What was super productive about that trip though, is that there is a fortress that was excavated in the 1920s by the Swedish Cyprus Expedition, called Glyka Vrysis. Only the architecture was every published back in 1926, and although Sjökvist published very nice drawings of the fort, he didn’t publish a map. He gives an unfortunately vague description of its location, and basically everyone for the past 50 years has been putting it in the same spot on a map, which I was pretty sure was wrong, once I became familiar with the area, and had read his report instead of just looking at everyone else’s maps. He claims that the fort was surrounded by a “small settlement” and was on the west side of a stream that runs through a gully between two of the big fortresses on the plateau, but that the fort and settlement are at the base of a hill with a cemetery on it. Sadly, this area bears very little resemblance to its state 100 years ago. There’s a massive sand-mining operation that has dug out about half the plateau, and shoved piles of tailings all over the place, and the stream bed has been almost totally obliterated by a large farm which has terraced the gently sloping ground where the stream used to run. Walking across those fields confirmed my fear – there’s nothing left. Not a scrap… its all fresh sandy soil shoved off the top of the plateau or trucked in from heaven knows where. However, once we were down in those fields, we could see a “hill” that wasn’t part of the plateau, and still appeared to be relatively intact. As soon as we started clambering up it, eureka! Pottery! White Slip, Black slip, some nice Red Polished III and IV, and even (the real prize!) a sherd of Red-on-Red… and then at the top, 6 huge looted tombs cut into the limestone scarp. Bingo. There’s the MCIII/LCI cemetery on a hill, so while the fort is long gone, I at least know where it was (and I was right, its not really anywhere near where we’ve been sticking it on maps for the last 50 years). So yay! I clearly need to have my sidekick in Cyprus with me more often if this is what happens in our first 24 hours….

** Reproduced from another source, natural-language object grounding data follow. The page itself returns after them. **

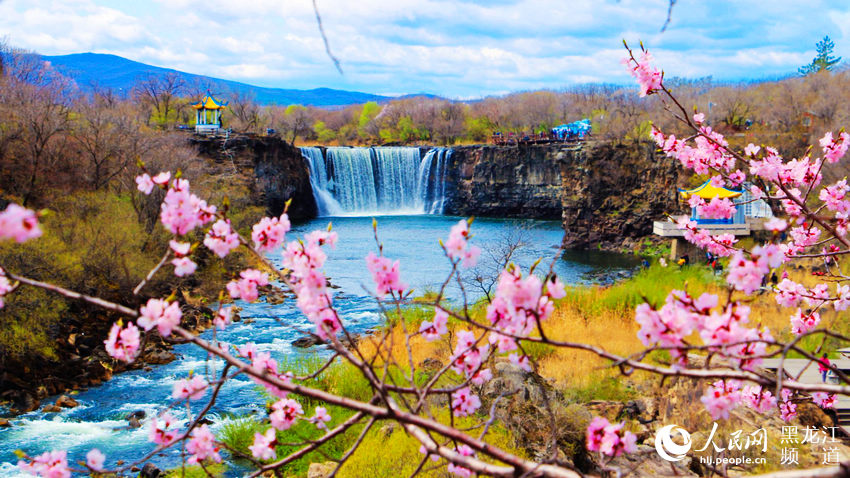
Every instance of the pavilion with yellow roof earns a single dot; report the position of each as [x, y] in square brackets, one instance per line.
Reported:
[749, 215]
[208, 114]
[708, 191]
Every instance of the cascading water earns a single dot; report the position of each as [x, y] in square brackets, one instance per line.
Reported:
[325, 202]
[431, 184]
[381, 180]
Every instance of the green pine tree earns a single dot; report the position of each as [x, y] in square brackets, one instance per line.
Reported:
[824, 59]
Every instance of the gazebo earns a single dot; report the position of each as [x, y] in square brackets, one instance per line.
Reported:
[738, 225]
[208, 114]
[708, 191]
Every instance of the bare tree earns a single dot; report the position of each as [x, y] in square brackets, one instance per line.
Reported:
[160, 93]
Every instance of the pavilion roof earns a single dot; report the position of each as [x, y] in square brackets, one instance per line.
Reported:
[209, 102]
[709, 191]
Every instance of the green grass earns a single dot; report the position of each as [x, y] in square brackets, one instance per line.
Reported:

Dinner that night was at To Steki, a yummy traditional Cypriot food tavern/restauraunt here in Nicosia. We went out at 8 pm, and the place was totally empty. I was afraid it was closed! And then when I saw there were staff inside, I was afraid they were getting ready to close. Oh, foolish, foolish girl! You’re in the Mediterranean!! We go in, and it turns out that 3/4 of their tables are reserved, and we’re the FIRST customers of the night. As we sat, several more couples and small groups without reservations showed up, and were seated in increasingly less ideal tables, and then the hoard started to appear right as we finished our grill plate. Guess we showed up at the right time after all!
Saturday was more adventures, this time returning (again for me) to Politiko-Troullia. It had rained pretty heavily the previous night and morning, and the site was a MESS, but the rain had uncovered some exciting stuff… looks like our destruction layer and room full of pithoi continued even further. Neat! I need to make sure they dig out the baulk between trench O and N… so many goodies, and I really want to know what was going on in that room.
Dinner that night was Syrian-Arab Friendship Club, with my friends Efythmios and Sam. Its one of the best restaurants in town, and has been for years. With 4 people we were able to get the meze, and basically we ate until we couldn’t eat anymore, and then we ordered coffee and custard on top of that. Good company, and good food, I was so full that all I could do when we got home to the Institute was lie in bed and watch Inspector Lewis.